Le traitement test consiste en un LRC selon la technique décrite par Bernimoulin en 1975 avec une application complémentaire d'Emdogain® sur la surface radiculaire exposée. Le traitement témoin est la même intervention, mais l'Emdogain® est remplacé par un placebo (propylène glycol alginate) du même fabricant (Biora, Malmö, Suède). Les deux lambeaux sont réalisés le même jour, le côté gauche du patient toujours en premier. La surface radiculaire est traitée avec un gel d'EDTA à 24 % (Prefgel®, Biora) sur 2 mm. Le chirurgien ne connaît le traitement attribué qu'après avoir préparé le premier site. Dans les 2 centres, toutes les photographies et les mesures sont réalisées par des opérateurs indépendants qui ignorent quel est le côté test.
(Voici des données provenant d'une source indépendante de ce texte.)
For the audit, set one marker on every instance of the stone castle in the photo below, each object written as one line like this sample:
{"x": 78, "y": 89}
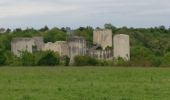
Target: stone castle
{"x": 105, "y": 45}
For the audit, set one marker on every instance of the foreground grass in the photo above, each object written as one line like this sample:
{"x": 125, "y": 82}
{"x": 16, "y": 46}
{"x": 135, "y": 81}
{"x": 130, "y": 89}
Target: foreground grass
{"x": 86, "y": 83}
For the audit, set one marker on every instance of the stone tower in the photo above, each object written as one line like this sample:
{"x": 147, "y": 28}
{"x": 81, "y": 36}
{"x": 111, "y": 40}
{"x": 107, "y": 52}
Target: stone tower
{"x": 103, "y": 37}
{"x": 77, "y": 46}
{"x": 22, "y": 44}
{"x": 121, "y": 46}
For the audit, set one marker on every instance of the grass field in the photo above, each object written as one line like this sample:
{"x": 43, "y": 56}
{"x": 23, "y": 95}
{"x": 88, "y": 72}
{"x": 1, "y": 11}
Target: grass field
{"x": 84, "y": 83}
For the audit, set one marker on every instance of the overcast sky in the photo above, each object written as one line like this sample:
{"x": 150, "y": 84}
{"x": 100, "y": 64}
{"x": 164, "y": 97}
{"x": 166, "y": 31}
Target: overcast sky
{"x": 75, "y": 13}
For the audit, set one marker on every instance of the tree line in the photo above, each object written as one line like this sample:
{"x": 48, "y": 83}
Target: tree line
{"x": 149, "y": 47}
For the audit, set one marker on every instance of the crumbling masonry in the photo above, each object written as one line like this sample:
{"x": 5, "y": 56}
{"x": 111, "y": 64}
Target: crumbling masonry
{"x": 105, "y": 45}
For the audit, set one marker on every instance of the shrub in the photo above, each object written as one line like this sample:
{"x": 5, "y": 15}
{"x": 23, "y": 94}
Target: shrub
{"x": 166, "y": 60}
{"x": 2, "y": 58}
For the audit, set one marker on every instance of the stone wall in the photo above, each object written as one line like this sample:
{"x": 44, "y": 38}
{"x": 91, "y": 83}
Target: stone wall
{"x": 59, "y": 46}
{"x": 22, "y": 44}
{"x": 101, "y": 54}
{"x": 103, "y": 37}
{"x": 39, "y": 42}
{"x": 77, "y": 46}
{"x": 121, "y": 46}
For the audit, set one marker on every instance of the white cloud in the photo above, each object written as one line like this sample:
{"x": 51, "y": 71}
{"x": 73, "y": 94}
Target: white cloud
{"x": 32, "y": 8}
{"x": 84, "y": 12}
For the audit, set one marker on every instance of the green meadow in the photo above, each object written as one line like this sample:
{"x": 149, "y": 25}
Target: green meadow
{"x": 84, "y": 83}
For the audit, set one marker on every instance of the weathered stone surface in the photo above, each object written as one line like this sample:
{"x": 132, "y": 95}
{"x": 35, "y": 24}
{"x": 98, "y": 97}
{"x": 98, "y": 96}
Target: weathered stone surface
{"x": 122, "y": 46}
{"x": 103, "y": 37}
{"x": 77, "y": 46}
{"x": 59, "y": 46}
{"x": 22, "y": 44}
{"x": 39, "y": 42}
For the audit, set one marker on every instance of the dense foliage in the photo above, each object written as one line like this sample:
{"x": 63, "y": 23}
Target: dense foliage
{"x": 149, "y": 46}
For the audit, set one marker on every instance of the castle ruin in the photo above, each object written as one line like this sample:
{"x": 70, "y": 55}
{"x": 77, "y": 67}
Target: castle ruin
{"x": 104, "y": 46}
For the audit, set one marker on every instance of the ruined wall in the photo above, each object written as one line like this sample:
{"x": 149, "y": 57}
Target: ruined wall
{"x": 59, "y": 46}
{"x": 77, "y": 46}
{"x": 121, "y": 46}
{"x": 103, "y": 37}
{"x": 101, "y": 54}
{"x": 39, "y": 42}
{"x": 22, "y": 44}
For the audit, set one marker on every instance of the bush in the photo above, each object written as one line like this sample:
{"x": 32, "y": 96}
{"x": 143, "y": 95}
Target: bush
{"x": 166, "y": 60}
{"x": 2, "y": 58}
{"x": 85, "y": 61}
{"x": 49, "y": 58}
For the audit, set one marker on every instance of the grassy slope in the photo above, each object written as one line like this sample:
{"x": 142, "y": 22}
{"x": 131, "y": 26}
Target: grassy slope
{"x": 87, "y": 83}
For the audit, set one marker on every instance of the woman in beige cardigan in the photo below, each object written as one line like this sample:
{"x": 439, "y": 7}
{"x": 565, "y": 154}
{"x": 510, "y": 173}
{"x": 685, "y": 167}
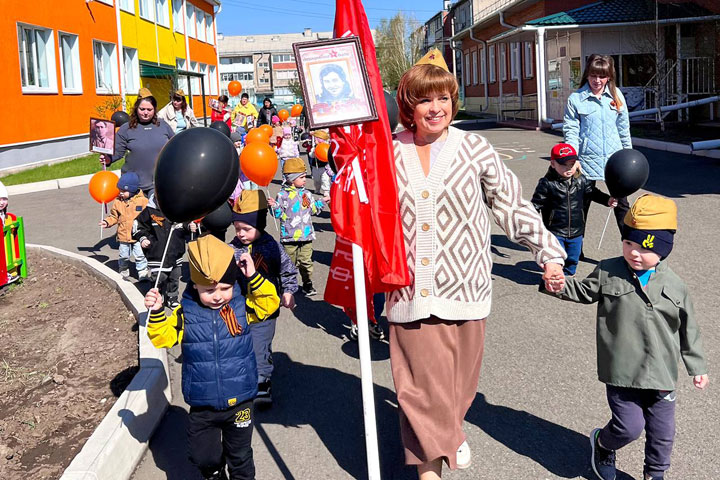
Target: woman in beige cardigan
{"x": 437, "y": 323}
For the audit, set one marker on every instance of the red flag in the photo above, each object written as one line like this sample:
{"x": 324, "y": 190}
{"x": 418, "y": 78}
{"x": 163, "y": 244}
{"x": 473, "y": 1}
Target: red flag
{"x": 364, "y": 207}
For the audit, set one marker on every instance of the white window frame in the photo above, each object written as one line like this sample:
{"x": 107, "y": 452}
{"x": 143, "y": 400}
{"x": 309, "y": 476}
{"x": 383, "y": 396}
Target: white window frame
{"x": 190, "y": 20}
{"x": 514, "y": 60}
{"x": 127, "y": 6}
{"x": 162, "y": 13}
{"x": 178, "y": 16}
{"x": 212, "y": 73}
{"x": 493, "y": 64}
{"x": 529, "y": 59}
{"x": 132, "y": 75}
{"x": 473, "y": 54}
{"x": 503, "y": 62}
{"x": 48, "y": 59}
{"x": 74, "y": 66}
{"x": 483, "y": 65}
{"x": 209, "y": 31}
{"x": 113, "y": 88}
{"x": 147, "y": 13}
{"x": 200, "y": 24}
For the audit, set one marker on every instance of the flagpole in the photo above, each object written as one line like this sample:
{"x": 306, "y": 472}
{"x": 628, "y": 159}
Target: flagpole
{"x": 371, "y": 444}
C'est le type de protocole d'étude que l'on aimerait trouver systématiquement pour évaluer l'efficacité d'un produit.

Et alors ?

Les diminutions de hauteur de récessions étaient de 2,8 mm (± 0,8) pour le groupe test et 2,9 mm (± 0,9) pour le groupe témoin, soit respectivement 80 % et 79 %. La différence n'est pas significative entre les 2 groupes. Il en est de même pour les niveaux d'attache, les profondeurs de poches, les largeurs de récession, les niveaux de l'os alvéolaire et les indices de plaque et gingivaux. Seule la hauteur de gencive kératinisée est significativement plus augmentée avec l'Emdogain® (0,7 ± 0,9 mm) qu'avec le placebo (0,3 ± 0,9 mm).

L'adjonction d'Emdogain® lors d'un LRC réalisé pour recouvrir une récession parodontale n'améliore pas de façon significative les paramètres cliniques.